- Born: Betty Ann Norton 5 July 1936
- Died: 5 June 2020 (aged 83) Beacon Hospital, Dublin, Ireland
- Occupation: Acting teacher
- Years active: 1959–2020
- Spouse(s): Michael J. Cunneen (1967–2017; his death)
- Relatives: Jim Norton (brother)

= Betty Ann Norton =

Irish drama teacher (1936–2020)

Betty Ann Norton (5 July 1936 – 5 June 2020) was an Irish drama teacher and founder of the Betty Ann Norton Theatre School and actor agency.

==Background==
Norton was born in 1936 and grew up in Dublin near the South Circular Road. Her mother, Frances, played the violin and her father, Eugene, was a baritone singer.
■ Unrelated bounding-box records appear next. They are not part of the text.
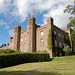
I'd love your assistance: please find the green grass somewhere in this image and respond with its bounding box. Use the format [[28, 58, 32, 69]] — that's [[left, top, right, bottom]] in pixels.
[[0, 56, 75, 75]]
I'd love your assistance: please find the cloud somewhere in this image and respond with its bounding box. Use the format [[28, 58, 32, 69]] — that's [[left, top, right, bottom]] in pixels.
[[0, 20, 6, 26], [0, 0, 73, 28], [9, 29, 14, 37], [43, 4, 71, 28], [0, 20, 10, 29], [0, 0, 12, 14]]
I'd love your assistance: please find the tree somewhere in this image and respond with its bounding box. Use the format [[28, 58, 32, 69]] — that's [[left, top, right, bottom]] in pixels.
[[47, 28, 52, 50], [64, 5, 75, 36], [63, 46, 72, 55]]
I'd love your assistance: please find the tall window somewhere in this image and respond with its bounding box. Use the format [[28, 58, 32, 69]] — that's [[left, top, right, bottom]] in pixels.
[[63, 43, 65, 47], [41, 31, 43, 35], [59, 33, 61, 36], [59, 42, 61, 47], [24, 44, 25, 51], [54, 31, 56, 34], [20, 44, 23, 52], [24, 36, 26, 40], [55, 40, 57, 47], [41, 39, 44, 48]]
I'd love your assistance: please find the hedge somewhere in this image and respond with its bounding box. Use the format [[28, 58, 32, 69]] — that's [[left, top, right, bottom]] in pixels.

Frances was a full-time homemaker while Eugene worked as manager of the Bacon Shops on Grafton Street. One of two children, her younger brother Jim Norton also became a successful actor. She attended school at St Louis High School, Rathmines.

==Training==
Norton attended the Ena Mary Burke School of Drama and Elocution on Kildare Street, Dublin, where Hollywood star Maureen O'Hara had also trained. Norton's acting school offers an annual Ena Mary Burke scholarship in Burke's honour.
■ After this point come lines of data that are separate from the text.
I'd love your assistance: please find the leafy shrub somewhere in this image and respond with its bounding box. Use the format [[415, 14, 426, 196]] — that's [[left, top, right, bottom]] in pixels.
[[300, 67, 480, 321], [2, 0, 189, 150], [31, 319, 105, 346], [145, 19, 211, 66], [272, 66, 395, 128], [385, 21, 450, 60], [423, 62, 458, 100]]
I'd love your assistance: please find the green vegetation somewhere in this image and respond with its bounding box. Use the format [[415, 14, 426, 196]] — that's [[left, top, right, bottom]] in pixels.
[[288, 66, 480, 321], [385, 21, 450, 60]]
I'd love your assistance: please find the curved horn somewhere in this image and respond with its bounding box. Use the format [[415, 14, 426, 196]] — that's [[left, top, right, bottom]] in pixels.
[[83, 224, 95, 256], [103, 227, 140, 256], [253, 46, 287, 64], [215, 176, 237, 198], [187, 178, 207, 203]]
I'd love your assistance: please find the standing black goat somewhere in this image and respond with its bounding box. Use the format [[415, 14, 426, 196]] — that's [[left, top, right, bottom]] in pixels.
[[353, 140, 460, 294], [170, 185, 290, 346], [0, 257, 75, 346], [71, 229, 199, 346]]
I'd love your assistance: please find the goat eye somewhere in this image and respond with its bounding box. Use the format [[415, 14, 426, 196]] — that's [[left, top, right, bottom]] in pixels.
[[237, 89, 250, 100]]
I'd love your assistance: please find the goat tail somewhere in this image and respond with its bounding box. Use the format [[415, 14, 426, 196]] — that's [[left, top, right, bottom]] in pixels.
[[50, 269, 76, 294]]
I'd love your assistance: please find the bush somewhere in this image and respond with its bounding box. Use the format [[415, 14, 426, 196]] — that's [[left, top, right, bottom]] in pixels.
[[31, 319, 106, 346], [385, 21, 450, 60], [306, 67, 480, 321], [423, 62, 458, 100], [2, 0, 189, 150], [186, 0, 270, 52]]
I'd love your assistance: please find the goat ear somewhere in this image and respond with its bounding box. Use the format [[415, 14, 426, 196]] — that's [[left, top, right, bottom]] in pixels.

Norton was a Licentiate of the Guildhall School of Music and Drama (LGSM) in London and Associate of the Royal Irish Academy of Music (ARIAM) in Dublin. She was a member of the Dublin Shakespeare Society.

==Theatre school==
Norton originally planned to become an actor, but her family did not approve and her mother Frances encouraged her to become a teacher. In 1959 Norton established the Betty Ann Norton Theatre School on Harcourt Street in Dublin. Her husband, Michael, was co-director of the school. According to Norton, changes to traffic by the new Luas tram system caused the business to change premises to her childhood school, St Louis High School, Rathmines, in 2006.
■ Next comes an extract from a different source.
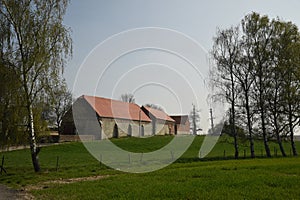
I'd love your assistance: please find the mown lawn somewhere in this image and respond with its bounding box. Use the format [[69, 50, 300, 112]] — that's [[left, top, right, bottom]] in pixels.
[[0, 136, 300, 199]]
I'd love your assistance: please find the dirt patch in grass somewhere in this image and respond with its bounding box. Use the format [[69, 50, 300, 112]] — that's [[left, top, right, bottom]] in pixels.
[[24, 175, 110, 191]]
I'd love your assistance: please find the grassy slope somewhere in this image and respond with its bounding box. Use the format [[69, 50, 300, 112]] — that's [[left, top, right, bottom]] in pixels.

Alumni of the School include:
- Claudia Boyle, opera singer
- Claudia Carroll, actor and author
- Peter Crawley, art critic for The Irish Times
- Jim Culleton, actor
- Pádraic Delaney, actor
- Moya Doherty, founder of RIverdance
- Emma Donoghue, author and playwright
- Danielle Galligan, actor
- Ruth Gilligan, author
- Amy Huberman, actor and author
- Dervla Kirwan, actor
- Áine Lawlor, broadcaster
- Justine Mitchell, actor
- Diarmuid Noyes, actor
- Hugh O'Conor, actor
- Jim O'Hanlon, director
- Shane O'Reilly, actor
- Marian Richardson, broadcaster, actor, and producer
- Eleanor Shanley, singer

==Personal life==
Norton met her husband Michael J. Cunneen on the Aran Islands in 1965 and they married in 1967. They lived in Dún Laoghaire. Michael died in the Blackrock Clinic on 12 May 2017.

==Death==
Norton died in the Beacon Hospital on 5 June 2020 at the age of 83. She was cremated and interred at Mount Jerome Cemetery and Crematorium. President of Ireland, Michael D. Higgins, paid tribute to Norton, describing her as a "theatre legend" and "one of our foremost theatre teachers".